For six of the eight Bush years, the Republicans held the two houses of Congress with the thinnest of majorities. But like Bush, they ruled not as if they won by meager margins in a divided country, but as if they won ALL the votes. They’d just as soon have the Democrats go home, and they might as well have. You want to filibuster? Really, liberal pussies? Just try it and watch something nuclear happen. Snap! And how about a couple massive tax cuts to go along with two wars we’re not gonna pay for. Deficit?
Nobody cares about deficits. Snap! Oh, got a problem with our neo fascist candidate for ambassador to the UN who hates the UN? Recess appointment, anyone? SNAP! The Democrats squawked a little, and the Republicans laughed. Or they said “9/11” a lot. And the Dems backed down. Yes there was “bipartisanship” – usually it meant some Republican co- sponsoring a bill with Joe Lieberman.
But in 2008 things changed drastically, about as drastically as possible, in fact. The first black person was elected president, and the Democrats amassed huge majorities in both houses of congress.
If the Bush years were Sean Hannity’s wet dream, this had to be his nightmare. Yet, the Republicans seemed to be unaware that their own wanton adventures got them into this predicament. Or maybe they just didn’t have any choice; after all, their constituents who sent them to Washington insisted on being represented lest they get angry.
And you don’t want to make constituents like Exxon, Wellpoint or GE angry.
So the GOP instead decided to rule “as if” – “as if” 40 members in the Senate represented a sort of “super minority”, since by establishing an eternal filibuster. 60 became a threshold in the otherwise “majority rules” body. A threshold not just for controversial topics. EVERYTHING.
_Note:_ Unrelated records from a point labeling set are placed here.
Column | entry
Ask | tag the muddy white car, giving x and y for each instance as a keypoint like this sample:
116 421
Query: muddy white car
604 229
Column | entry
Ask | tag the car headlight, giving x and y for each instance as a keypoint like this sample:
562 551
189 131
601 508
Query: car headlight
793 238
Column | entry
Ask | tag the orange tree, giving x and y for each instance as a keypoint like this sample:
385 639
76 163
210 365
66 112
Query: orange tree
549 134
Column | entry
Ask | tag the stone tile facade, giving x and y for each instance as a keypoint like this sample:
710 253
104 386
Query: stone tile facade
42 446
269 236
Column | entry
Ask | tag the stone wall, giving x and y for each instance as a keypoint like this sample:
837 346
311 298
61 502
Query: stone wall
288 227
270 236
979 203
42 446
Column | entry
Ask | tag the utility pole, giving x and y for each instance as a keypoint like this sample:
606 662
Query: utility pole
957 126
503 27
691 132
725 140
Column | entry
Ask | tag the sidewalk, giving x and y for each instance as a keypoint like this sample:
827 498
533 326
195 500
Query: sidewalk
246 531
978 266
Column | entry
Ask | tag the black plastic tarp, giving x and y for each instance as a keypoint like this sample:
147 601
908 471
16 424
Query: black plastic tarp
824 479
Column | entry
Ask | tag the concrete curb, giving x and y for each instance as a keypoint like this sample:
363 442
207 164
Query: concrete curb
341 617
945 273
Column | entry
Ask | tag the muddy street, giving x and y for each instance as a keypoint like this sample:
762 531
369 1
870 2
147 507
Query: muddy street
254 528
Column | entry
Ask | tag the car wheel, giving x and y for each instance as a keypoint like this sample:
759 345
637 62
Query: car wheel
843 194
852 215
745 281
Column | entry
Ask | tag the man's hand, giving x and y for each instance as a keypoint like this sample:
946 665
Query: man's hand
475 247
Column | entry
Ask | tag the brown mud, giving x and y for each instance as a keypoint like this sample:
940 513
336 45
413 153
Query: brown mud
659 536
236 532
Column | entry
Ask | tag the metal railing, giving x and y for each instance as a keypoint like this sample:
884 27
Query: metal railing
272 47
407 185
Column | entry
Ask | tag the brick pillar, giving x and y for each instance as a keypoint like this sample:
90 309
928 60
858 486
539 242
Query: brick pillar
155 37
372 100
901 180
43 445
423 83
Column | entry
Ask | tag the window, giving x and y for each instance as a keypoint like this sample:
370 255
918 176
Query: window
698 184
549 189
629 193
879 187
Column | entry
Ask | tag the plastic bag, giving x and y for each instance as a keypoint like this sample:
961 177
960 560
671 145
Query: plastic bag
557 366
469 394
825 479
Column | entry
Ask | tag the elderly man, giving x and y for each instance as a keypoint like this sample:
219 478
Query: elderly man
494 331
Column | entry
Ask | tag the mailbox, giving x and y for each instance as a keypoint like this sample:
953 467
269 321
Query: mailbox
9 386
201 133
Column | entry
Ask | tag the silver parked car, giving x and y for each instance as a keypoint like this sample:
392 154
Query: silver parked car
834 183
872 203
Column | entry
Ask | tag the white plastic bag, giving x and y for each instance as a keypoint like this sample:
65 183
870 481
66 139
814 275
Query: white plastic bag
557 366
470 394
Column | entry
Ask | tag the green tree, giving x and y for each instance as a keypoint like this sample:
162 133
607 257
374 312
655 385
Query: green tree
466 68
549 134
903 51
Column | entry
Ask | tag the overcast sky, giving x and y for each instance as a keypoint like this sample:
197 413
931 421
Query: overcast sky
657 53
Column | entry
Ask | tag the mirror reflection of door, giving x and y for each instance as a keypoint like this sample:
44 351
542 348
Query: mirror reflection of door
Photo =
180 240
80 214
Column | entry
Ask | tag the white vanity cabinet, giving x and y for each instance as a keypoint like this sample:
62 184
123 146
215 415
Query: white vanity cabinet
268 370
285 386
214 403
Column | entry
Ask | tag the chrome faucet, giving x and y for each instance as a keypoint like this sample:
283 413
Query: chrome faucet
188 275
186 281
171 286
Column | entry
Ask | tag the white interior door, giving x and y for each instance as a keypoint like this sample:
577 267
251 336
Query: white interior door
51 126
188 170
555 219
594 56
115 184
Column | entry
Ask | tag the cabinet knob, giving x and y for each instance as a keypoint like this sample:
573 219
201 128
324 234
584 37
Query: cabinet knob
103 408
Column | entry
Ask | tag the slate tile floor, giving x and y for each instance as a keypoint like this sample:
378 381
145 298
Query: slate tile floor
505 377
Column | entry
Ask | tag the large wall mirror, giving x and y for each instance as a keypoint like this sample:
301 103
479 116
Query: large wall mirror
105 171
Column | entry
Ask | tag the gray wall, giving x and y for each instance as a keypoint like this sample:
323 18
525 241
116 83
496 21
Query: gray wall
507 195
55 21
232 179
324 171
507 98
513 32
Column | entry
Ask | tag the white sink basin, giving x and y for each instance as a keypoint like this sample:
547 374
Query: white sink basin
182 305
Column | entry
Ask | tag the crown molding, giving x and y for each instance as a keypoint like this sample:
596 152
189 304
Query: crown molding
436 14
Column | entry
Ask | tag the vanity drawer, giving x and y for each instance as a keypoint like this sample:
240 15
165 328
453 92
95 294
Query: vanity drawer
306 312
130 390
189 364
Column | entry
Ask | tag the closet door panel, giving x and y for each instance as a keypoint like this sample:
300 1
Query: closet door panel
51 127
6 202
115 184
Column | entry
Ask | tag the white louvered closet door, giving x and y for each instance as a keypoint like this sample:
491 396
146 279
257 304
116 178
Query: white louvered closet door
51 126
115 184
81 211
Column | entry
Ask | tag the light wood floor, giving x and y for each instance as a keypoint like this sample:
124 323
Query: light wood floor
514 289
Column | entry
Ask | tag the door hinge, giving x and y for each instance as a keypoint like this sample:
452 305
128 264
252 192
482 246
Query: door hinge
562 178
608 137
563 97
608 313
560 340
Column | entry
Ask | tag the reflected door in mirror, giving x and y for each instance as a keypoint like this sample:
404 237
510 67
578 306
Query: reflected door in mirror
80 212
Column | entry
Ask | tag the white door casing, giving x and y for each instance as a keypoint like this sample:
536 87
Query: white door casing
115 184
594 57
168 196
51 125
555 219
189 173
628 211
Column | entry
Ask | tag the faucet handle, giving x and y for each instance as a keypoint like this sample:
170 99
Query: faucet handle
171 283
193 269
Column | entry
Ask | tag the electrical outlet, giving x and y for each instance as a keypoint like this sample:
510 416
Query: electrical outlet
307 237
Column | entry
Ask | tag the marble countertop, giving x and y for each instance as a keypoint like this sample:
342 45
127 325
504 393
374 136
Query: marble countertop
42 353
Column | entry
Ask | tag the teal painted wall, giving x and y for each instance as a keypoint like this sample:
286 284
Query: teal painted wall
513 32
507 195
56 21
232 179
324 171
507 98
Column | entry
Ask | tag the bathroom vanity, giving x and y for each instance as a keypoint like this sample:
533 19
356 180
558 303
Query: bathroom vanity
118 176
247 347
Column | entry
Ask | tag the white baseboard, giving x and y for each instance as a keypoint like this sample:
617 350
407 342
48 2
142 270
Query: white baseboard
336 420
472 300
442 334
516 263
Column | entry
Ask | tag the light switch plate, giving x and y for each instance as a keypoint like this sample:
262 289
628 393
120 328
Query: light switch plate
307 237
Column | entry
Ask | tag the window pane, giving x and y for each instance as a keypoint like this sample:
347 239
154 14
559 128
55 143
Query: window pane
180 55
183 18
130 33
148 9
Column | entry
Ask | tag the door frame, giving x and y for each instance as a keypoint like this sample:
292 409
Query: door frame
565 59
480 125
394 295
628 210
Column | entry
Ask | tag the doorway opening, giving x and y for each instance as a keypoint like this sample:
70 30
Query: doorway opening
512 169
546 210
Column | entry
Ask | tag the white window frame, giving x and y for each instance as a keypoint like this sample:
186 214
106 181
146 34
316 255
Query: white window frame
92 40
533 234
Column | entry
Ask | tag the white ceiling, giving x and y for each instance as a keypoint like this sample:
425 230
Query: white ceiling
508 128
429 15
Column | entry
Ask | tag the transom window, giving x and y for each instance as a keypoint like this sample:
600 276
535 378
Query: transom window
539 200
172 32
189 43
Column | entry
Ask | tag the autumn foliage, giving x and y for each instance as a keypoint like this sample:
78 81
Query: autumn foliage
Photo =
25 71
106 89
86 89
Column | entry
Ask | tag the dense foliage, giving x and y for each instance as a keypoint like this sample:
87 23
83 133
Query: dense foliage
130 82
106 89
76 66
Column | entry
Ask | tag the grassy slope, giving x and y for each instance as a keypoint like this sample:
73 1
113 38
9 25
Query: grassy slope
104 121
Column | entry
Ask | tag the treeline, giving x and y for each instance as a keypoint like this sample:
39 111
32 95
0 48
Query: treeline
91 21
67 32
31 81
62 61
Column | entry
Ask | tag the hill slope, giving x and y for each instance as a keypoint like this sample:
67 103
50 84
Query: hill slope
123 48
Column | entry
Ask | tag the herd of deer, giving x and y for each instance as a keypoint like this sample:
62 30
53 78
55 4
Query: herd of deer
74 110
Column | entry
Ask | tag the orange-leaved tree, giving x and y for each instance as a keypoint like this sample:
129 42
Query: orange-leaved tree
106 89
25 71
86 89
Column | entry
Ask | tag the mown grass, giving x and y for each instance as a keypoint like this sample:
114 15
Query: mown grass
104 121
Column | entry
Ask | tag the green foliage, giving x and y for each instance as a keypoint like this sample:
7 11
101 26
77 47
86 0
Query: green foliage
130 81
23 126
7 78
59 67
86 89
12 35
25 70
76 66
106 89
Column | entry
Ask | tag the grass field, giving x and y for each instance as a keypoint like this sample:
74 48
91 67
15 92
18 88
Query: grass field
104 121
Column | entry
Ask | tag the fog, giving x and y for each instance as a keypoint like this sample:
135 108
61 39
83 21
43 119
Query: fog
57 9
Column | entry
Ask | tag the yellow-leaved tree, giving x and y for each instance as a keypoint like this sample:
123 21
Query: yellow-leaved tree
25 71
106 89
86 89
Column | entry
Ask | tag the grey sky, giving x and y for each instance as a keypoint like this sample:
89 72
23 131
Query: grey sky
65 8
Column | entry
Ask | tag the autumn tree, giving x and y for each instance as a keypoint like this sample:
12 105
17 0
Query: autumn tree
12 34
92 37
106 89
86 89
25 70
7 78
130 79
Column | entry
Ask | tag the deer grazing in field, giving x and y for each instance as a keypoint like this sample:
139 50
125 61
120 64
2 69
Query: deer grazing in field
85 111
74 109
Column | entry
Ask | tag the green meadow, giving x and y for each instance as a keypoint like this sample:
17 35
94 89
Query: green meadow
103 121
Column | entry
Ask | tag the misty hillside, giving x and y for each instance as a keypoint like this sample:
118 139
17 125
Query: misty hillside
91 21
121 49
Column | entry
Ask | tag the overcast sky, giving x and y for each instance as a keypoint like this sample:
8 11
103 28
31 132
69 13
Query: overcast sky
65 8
And while progressives knew just by the mere presence of Joe Lieberman, the “60 votes” was never filibuster proof, the Republicans knew this all too well, but they were, true to form, using it as a scare tactic: Democrats ruling congress, possible Kenyan black man in the White House = recipe for socialist terrorist disaster of Hitlerian proportions.Then came January 19, 2010. Dateline Massachusetts, in a special election, Republican Scott Brown was elected to the U.S. Senate fill the seat held for nearly 50 years by Edward M. Kennedy. Massafreakingchusetts, the bluest of the blue states, the ONE state that voted for McGovern in 1972, you broke our hearts just when we needed you most.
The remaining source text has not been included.